Unfiltered Story #32196

Unfiltered | November 21, 2015

(We are watching the opening scene of Chitty Chitty Bang Bang one afternoon. Note that the school is very conservative.)

Teacher: *moves to the other side of the room and starts dancing, then stops* I forgot we weren’t allowed to dance here. *goes back to her desk sheepishly*

Unfiltered Story #47621

Unfiltered | November 20, 2015

(my father in law has just spent time comparing the flashing lights and sounds of a casino to that of a pinball machine, emphasising that they’re both all about chance. My husband then disagrees, declaring that he had a much higher score than anyone else in the family on a particular pinball machine, and that it’s all about skill)

FIL: You know, he just says that because he’s a Pinball Wizard

ME: There’s gotta be a trick

HUSBAND: Yeah, see? She agrees, there’s skill involved.

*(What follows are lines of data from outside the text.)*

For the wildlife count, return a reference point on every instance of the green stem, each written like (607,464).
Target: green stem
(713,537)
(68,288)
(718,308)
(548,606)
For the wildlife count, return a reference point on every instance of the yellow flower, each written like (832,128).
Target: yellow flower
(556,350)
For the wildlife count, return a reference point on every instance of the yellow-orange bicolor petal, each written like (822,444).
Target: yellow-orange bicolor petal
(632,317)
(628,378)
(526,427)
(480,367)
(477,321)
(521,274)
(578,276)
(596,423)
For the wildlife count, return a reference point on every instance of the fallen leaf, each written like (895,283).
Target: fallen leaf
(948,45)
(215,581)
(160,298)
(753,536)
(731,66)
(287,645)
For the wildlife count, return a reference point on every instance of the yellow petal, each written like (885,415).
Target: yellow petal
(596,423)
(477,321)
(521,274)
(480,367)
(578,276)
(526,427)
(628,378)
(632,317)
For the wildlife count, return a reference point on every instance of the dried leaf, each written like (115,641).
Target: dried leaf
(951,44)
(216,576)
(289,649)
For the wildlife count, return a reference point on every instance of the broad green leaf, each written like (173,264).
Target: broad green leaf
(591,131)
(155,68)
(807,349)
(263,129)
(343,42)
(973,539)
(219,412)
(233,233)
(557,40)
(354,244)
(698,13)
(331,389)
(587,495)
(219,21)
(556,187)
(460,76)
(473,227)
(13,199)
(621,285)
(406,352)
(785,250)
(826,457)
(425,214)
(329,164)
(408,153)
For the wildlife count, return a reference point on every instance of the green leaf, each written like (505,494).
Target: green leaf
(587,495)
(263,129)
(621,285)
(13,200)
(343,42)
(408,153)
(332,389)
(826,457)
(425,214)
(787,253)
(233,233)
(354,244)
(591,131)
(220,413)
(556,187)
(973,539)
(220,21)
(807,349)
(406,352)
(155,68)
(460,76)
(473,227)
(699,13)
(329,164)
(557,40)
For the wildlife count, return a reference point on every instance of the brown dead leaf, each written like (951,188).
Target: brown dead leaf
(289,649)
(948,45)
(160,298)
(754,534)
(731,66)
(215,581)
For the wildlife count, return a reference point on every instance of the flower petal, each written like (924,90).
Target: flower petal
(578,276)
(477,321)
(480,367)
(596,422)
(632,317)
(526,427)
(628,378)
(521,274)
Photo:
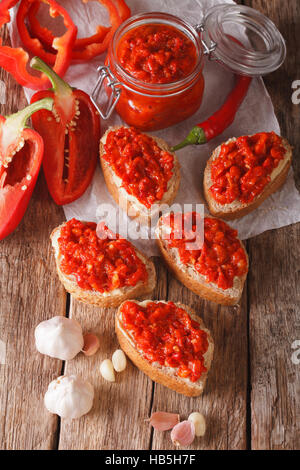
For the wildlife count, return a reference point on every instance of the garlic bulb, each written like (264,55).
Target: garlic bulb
(69,397)
(119,360)
(59,337)
(107,370)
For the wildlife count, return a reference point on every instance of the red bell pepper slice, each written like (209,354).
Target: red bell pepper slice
(84,48)
(46,37)
(15,60)
(21,152)
(71,134)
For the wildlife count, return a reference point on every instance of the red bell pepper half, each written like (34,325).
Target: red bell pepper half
(21,153)
(15,60)
(71,134)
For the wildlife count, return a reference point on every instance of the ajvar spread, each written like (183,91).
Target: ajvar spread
(140,163)
(157,53)
(221,256)
(100,264)
(243,168)
(167,335)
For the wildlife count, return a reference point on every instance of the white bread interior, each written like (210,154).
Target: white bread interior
(104,299)
(161,374)
(128,202)
(237,209)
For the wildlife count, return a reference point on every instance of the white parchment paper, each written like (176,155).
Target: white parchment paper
(255,115)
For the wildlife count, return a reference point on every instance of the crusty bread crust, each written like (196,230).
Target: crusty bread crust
(108,299)
(196,282)
(129,203)
(165,375)
(237,209)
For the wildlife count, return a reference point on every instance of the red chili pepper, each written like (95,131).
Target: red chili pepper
(21,153)
(221,119)
(15,60)
(71,134)
(84,48)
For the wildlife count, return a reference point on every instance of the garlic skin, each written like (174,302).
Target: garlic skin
(183,433)
(107,370)
(163,421)
(119,360)
(59,337)
(69,397)
(199,423)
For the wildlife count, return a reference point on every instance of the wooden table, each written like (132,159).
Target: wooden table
(250,401)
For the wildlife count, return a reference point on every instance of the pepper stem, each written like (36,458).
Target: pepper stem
(196,137)
(58,84)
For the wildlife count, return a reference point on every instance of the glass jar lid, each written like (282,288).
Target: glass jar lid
(242,39)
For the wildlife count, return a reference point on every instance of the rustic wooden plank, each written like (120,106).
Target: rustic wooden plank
(29,294)
(273,285)
(224,401)
(117,418)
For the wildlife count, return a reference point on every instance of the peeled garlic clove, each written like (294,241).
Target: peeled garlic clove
(183,433)
(119,360)
(91,344)
(199,423)
(162,421)
(69,397)
(107,370)
(59,337)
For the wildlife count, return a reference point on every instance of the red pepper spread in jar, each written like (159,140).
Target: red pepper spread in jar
(157,53)
(167,334)
(140,163)
(244,166)
(221,256)
(100,264)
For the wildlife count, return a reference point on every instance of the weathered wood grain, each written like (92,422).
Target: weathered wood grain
(117,418)
(29,293)
(273,284)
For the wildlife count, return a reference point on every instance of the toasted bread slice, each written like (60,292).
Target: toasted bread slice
(161,374)
(104,299)
(237,209)
(134,208)
(193,280)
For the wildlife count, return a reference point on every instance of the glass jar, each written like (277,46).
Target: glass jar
(238,37)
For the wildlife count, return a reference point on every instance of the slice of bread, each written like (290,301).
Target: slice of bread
(237,209)
(128,202)
(104,299)
(192,279)
(161,374)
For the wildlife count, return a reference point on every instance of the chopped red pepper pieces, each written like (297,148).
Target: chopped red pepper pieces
(21,152)
(168,335)
(71,134)
(15,60)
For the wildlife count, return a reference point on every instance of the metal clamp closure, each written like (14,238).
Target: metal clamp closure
(106,74)
(208,48)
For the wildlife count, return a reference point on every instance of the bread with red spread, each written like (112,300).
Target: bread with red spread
(128,202)
(165,375)
(110,298)
(237,209)
(192,278)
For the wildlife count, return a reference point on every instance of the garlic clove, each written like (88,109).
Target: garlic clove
(162,421)
(91,344)
(59,337)
(183,433)
(119,360)
(107,370)
(199,423)
(69,397)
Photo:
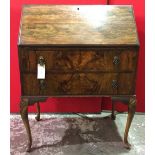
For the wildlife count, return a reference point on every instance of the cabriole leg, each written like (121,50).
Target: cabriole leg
(38,111)
(131,112)
(24,116)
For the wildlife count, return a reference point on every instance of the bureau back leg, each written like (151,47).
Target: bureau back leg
(131,112)
(24,116)
(113,117)
(38,111)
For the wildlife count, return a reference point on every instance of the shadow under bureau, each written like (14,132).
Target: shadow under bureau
(84,50)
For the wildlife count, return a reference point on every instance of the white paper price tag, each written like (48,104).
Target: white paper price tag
(41,72)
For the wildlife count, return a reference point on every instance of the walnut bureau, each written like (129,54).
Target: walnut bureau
(84,50)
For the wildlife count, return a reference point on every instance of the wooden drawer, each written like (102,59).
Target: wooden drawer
(72,60)
(79,84)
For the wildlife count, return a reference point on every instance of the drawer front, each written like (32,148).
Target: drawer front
(77,84)
(72,60)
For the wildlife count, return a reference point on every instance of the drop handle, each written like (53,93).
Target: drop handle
(41,61)
(41,68)
(42,84)
(114,84)
(116,60)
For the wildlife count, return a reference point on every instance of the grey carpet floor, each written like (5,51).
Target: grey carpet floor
(72,134)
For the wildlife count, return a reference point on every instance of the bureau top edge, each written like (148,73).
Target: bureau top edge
(84,25)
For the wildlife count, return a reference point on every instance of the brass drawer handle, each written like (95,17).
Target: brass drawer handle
(116,60)
(41,68)
(42,84)
(114,84)
(41,61)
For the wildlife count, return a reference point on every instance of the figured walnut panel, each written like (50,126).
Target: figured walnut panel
(77,25)
(79,84)
(80,60)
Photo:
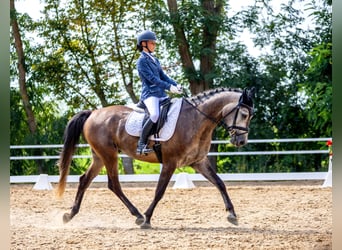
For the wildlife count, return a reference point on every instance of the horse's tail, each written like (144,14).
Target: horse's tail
(72,135)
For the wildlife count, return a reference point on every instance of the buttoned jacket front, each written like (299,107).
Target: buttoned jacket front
(154,80)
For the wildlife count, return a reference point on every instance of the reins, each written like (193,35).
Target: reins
(232,128)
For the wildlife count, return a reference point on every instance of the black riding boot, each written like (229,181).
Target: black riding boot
(145,133)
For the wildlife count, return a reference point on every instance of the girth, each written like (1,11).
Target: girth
(164,107)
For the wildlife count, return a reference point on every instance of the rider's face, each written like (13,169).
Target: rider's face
(151,45)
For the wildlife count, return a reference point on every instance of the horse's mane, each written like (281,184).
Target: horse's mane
(205,95)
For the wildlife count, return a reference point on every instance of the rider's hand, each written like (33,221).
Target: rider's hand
(176,89)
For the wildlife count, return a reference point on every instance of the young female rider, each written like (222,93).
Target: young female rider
(154,83)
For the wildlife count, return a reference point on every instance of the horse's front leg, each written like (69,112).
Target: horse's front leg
(204,167)
(114,185)
(163,182)
(84,183)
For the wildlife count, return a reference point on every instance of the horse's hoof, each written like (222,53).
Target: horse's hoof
(145,226)
(66,218)
(139,220)
(233,219)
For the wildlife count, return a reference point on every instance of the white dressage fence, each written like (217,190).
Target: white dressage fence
(186,179)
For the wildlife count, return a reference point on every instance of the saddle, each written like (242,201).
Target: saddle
(164,128)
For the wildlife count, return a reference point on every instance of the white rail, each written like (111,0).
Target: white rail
(192,177)
(209,154)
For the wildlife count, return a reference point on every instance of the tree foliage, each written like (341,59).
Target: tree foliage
(83,57)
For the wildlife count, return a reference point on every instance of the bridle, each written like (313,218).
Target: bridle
(232,129)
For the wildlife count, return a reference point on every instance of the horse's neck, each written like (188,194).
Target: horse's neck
(213,106)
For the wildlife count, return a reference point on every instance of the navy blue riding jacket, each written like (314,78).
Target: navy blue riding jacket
(154,80)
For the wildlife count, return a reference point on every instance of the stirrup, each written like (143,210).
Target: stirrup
(144,150)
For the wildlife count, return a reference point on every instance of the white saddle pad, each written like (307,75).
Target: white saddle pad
(134,122)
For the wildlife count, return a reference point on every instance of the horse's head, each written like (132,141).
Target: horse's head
(237,116)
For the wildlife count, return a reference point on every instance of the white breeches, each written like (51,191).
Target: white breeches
(152,105)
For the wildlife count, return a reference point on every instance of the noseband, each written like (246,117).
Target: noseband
(232,128)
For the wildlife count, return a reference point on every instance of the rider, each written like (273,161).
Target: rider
(154,84)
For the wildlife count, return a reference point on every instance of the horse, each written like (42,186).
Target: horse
(104,131)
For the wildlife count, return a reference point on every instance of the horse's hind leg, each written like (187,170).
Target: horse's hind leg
(163,182)
(84,183)
(114,185)
(206,170)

FIL: Yeah, you just have such supple wrists.

ME: How do you think he does it?

FIL: I don’t know…

ME: (turning to husband, with a completely straight face as he starts to catch on) What makes you so good?

Unfiltered Story #56649

Unfiltered | November 20, 2015

(My co-worker uses the frothing pitcher we use for almond milk to make himself a latte using half almond milk and half regular milk. There is a little bit of the mixture left in the pitcher, and he sets it by the almond milk container in the fridge.)

Me: “Hey, don’t put it back. Dump it out.”

(He looks at me, unconvinced.)

Me: “There’s regular milk in there, right? People don’t want that if they get almond milk.”

Co-worker: “Oh, but it’s only a little bit.”

Me: “…”

Unfiltered Story #27923

Unfiltered | November 20, 2015

(My grandma used to drive a bus when she was in her 40s. She had a neighbor who wore very short shorts. One day, as my grandma was driving the bus by her neighbor’s house, her neighbor’s son started throwing rocks at the bus. My grandma stopped the bus and began to scold the little boy for throwing rocks.)

Neighbor: *running outside in her short shorts* “Be quiet, you fat pig!”

Grandma: “Oh, shut up, lady, your a** is hanging out of your pants!”

(The neighbor took her son and marched back into the house).